Low level function to validate input `data`. Returns list of dataframes containing fails/warnings/replacements and passing observed values. The function detects which model (gis or physical) and area (GB & NI) and applies validation rules as required. Here is a summary of checks:
Input 'data' exists.
Input is dataframe.
Required columns are present.
Columns have correct class.
Conditional columns if present are correct class.
Where multiple classes are allowed, convert columns to standardised class for example integer to numeric.
Assess if model 'gis' (model 44) or 'physical' (model 1) based on input columns.
Assess if input 'gb' or 'ni' based grid reference.
Additional columns/variables calculated for example mean temperate.
Logs failures and warnings applied using `validation_rules` table.
Replace values if input values is zero (or close to zero) to avoid log10(0) and related errors.

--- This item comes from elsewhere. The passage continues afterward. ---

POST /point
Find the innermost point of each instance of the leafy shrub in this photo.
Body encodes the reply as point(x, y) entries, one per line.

Returns dataframe with passing values, notes on warnings, fails, replacements. And model and area parameters.
Arguments
- data
dataframe of observed environmental variables
- SITE
Site identifier
- Waterbody
Water body identifier
...
- row
Boolean - if set to `TRUE` returns the row number from the input file (data) for each check. This makes linking checks (fails/warns etc) to the associated row in the input data easier. This is more relevant if multiple samples from the same site and year are input as separate row to the `rict_validate`. In this case, SITE and YEAR are not enough to link validation checks to specific rows in the input data.
- stop_if_all_fail
Boolean - if set to `FALSE` the validation function will return empty dataframe for valid `data`. This is useful if you want to run validation checks without stopping process.
- area
Area is by detected by default from the NGR, but you can provide the area parameter either 'iom', 'gb, 'ni' for testing purposes.
- crs
optionally set crs to `29903` for Irish projection system.